The Tripartite FTA was launched on 10 June 2015 in Sharm El Shiekh, Egypt, setting the stage for the establishment of a single market for the 26 African countries in the Eastern and Southern African Region.

So far, 16 countries have signed the Tripartite FTA but are yet to ratify. At least 14 Tripartite Member/Partner States are required to ratify the Agreement to enter into force.

In its 35th meeting in Lusaka, Zambia the Council appreciated the progress made in the negotiations process that include finalizing the outstanding work in Phase I relating to Rules of Origin, elimination of import duties and trade remedies. In a press statement at the launch, Heads of State and Government directed the member/partner States to expedite the process towards the operationalization of the COMESA-EAC-SADC Tripartite Free Trade Area by finalizing outstanding issues.
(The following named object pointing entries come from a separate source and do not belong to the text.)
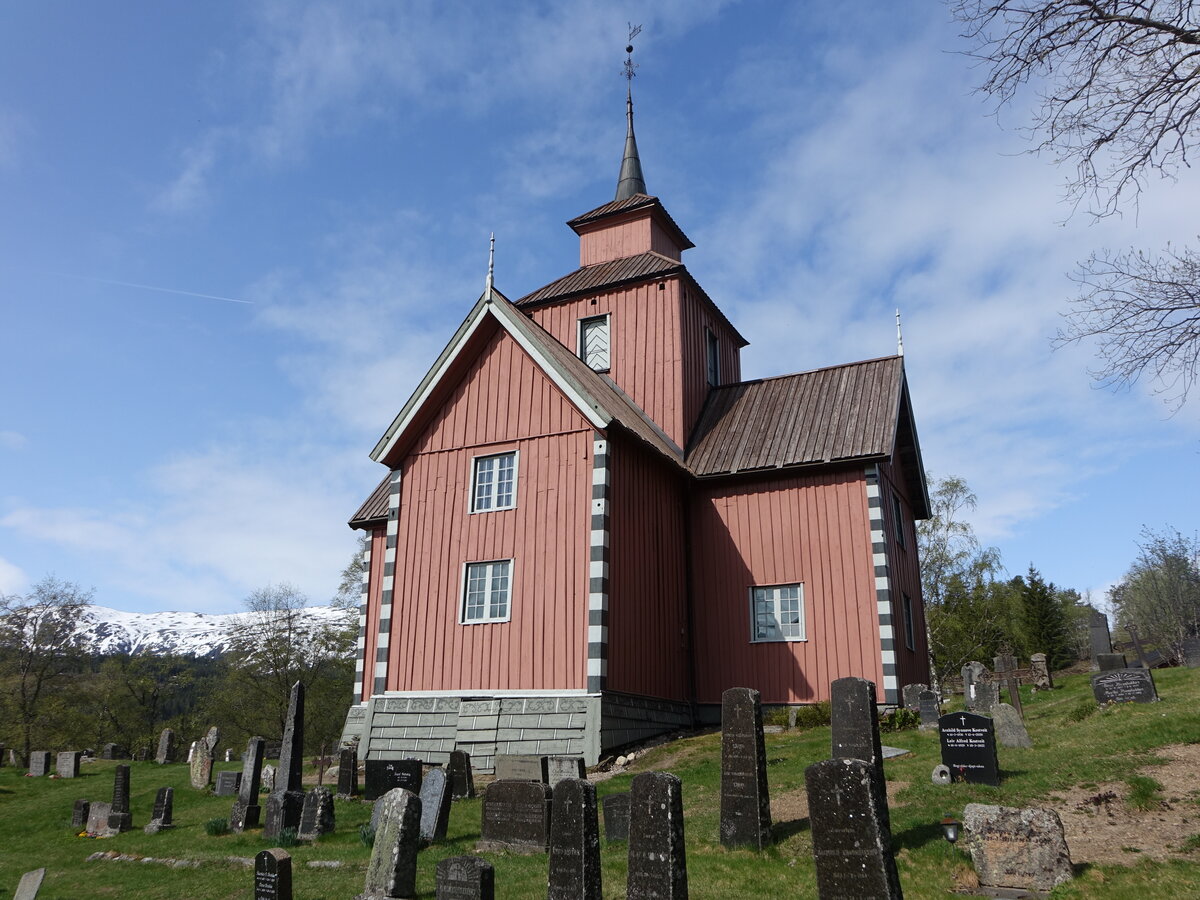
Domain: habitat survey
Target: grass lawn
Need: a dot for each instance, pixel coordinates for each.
(1073, 748)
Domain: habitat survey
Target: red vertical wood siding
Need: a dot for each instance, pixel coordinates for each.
(811, 529)
(904, 571)
(503, 402)
(647, 587)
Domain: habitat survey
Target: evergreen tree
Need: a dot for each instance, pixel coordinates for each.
(1045, 621)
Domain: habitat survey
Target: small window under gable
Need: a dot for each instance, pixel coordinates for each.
(713, 358)
(493, 483)
(777, 613)
(594, 342)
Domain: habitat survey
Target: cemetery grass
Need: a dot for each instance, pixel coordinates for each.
(1110, 747)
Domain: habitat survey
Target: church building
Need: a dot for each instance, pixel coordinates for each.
(591, 526)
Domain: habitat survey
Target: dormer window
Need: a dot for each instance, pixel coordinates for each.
(594, 342)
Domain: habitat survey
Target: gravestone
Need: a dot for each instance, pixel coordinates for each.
(285, 804)
(391, 871)
(1009, 727)
(851, 841)
(246, 811)
(202, 759)
(1020, 849)
(435, 807)
(384, 775)
(1192, 652)
(1042, 679)
(559, 767)
(462, 779)
(30, 883)
(912, 696)
(516, 816)
(273, 875)
(466, 879)
(40, 762)
(163, 807)
(1125, 685)
(228, 784)
(119, 817)
(317, 816)
(574, 843)
(616, 817)
(856, 731)
(969, 748)
(347, 773)
(745, 802)
(929, 708)
(516, 767)
(658, 863)
(66, 765)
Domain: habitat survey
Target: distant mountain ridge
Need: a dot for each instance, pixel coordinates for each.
(190, 634)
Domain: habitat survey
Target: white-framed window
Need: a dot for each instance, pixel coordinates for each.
(493, 483)
(594, 342)
(777, 612)
(486, 592)
(713, 359)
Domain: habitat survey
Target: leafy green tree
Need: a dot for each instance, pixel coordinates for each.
(1161, 593)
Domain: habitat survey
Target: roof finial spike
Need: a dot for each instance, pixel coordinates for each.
(630, 180)
(491, 268)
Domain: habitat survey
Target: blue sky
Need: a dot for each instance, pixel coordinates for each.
(327, 177)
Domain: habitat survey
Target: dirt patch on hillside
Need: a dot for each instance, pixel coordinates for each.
(1103, 828)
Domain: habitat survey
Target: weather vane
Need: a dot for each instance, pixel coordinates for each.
(634, 31)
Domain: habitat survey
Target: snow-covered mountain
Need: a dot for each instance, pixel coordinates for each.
(107, 630)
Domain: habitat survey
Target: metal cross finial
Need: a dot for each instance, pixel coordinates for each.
(634, 31)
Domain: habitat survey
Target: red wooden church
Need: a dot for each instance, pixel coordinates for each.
(591, 526)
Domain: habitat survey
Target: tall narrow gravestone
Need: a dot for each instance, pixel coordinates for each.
(166, 753)
(745, 802)
(286, 803)
(391, 871)
(462, 779)
(969, 748)
(119, 816)
(466, 879)
(273, 875)
(574, 843)
(851, 841)
(202, 759)
(246, 813)
(658, 863)
(856, 731)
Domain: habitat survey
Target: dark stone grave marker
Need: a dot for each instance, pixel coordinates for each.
(514, 767)
(851, 841)
(969, 748)
(273, 875)
(574, 843)
(384, 775)
(66, 765)
(658, 863)
(228, 784)
(1125, 685)
(856, 731)
(745, 802)
(616, 817)
(516, 816)
(462, 779)
(466, 879)
(391, 871)
(246, 811)
(317, 816)
(435, 807)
These included the Elimination of Import Duties, Trade Remedies and Rules of Origin, which will form part of the COMESA-EAC-SADC TFTA Agreement.

The Council encouraged Member States to ensure that the outstanding issues from Phase I negotiations are finalized within the 12 months from June 2015 as decided by the Tripartite Council of Ministers.

With regard to movement of business persons, the Council noted that although the negotiation process could not be finalized, it was on course on a separate but parallel track with the Phase II negotiations.

A draft tripartite Agreement has been developed and more work on this track was set to continue in phase II negotiations. The Council urged Member States to adopt more liberal provisions for the movement of business persons to facilitate trade and investment across borders.